Key Rates and Thresholds (FY 2025-26)
| Item | Rate / Threshold |
|---|---|
| Division 43 (building) | 2.5% of construction cost p.a. |
| Division 43 eligibility | Buildings constructed after 15 Sep 1987 |
| Division 40 (plant) — diminishing value | 200% ÷ effective life |
| Second-hand Div 40 restriction | Not claimable post-9 May 2017 (residential) |
| Property management fee | Typically 5–10% of rent |
| Land tax | Varies by state and land value |
| SG rate (super guarantee) | 12% (not directly relevant but affects take-home) |
Quantity surveyor depreciation reports
A quantity surveyor (also called a tax depreciation specialist) inspects your property and prepares a detailed depreciation schedule covering both Division 43 and Division 40 items. This is the most accurate way to claim depreciation.
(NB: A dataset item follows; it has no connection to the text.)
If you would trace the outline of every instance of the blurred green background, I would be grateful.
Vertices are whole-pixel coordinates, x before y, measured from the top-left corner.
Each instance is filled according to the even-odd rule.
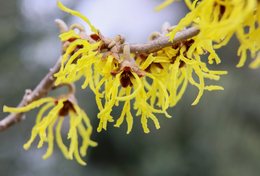
[[[55,19],[69,25],[82,22],[59,9],[55,0],[1,1],[0,107],[15,106],[24,90],[34,89],[59,58],[61,45]],[[145,41],[150,33],[160,31],[164,22],[176,24],[188,12],[183,2],[156,13],[153,8],[162,1],[123,1],[62,2],[80,11],[105,36],[123,34],[129,43]],[[217,50],[221,63],[208,65],[228,74],[218,81],[206,82],[225,90],[205,91],[198,104],[192,106],[198,90],[189,85],[177,105],[168,109],[172,118],[157,115],[160,129],[148,119],[148,134],[143,132],[140,116],[134,116],[128,135],[125,121],[120,128],[110,123],[107,131],[98,132],[95,96],[89,89],[81,89],[83,80],[80,80],[76,83],[76,97],[91,119],[91,138],[99,143],[89,148],[83,158],[87,165],[67,160],[56,144],[52,156],[42,160],[47,146],[37,148],[39,137],[28,151],[23,149],[35,123],[39,109],[35,109],[27,114],[25,120],[0,133],[0,175],[259,175],[260,69],[248,68],[249,56],[245,66],[236,68],[239,44],[233,38],[229,44]],[[207,62],[206,57],[204,61]],[[51,95],[66,92],[62,89]],[[122,107],[113,111],[115,119]],[[0,120],[8,114],[0,113]],[[68,123],[62,131],[64,139]]]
- Cost: $600–$800 (tax-deductible)
- Covers: Remaining life of the building, all claimable plant items
- Typical return: $5,000–$20,000+ in deductions in the first year alone
- Providers: BMT Tax Depreciation, Washington Brown, Duo Tax, MCG Quantity Surveyors
The report cost is fully tax-deductible. Most investors recover the report cost many times over in additional depreciation deductions.
Second-hand Div 40 restriction (post-9 May 2017)
Since 9 May 2017, owners of previously used residential rental properties cannot claim Division 40 (plant and equipment) depreciation on second-hand assets. This means:
- If you bought an existing property after 9 May 2017, you cannot claim depreciation on items like existing carpet, blinds, air conditioning, etc.
- You can still claim Division 43 (building allowance) at 2.5%
- You can claim depreciation on new items you install yourself (you are the original owner)
- The restriction does not apply to commercial properties
Source: Tax Laws Amendment (Housing Tax Integrity) Bill 2017. ATO Taxation Ruling TR 2019/5.
Land tax by state (investment properties)
Land tax is an annual state tax on the unimproved value of land you own (excluding your principal residence). Rates and thresholds vary significantly:
| State | Tax-free Threshold | Rate Above Threshold |
|---|---|---|
| NSW | $1,075,000 | 1.6% – 2% |
| VIC | $50,000 | Progressive to 2.55% |
| QLD | $600,000 | 1% – 2.75% |
| WA | $300,000 | Progressive to 2.67% |
| SA | $450,000 | Progressive to 2.4% |
| TAS | $100,000 | 0.5% – 1.5% |
| ACT | No threshold | Fixed charges apply |
| NT | No land tax | N/A |
Your principal residence is exempt from land tax in all states. Land tax applies to the combined unimproved value of all your non-exempt land in that state.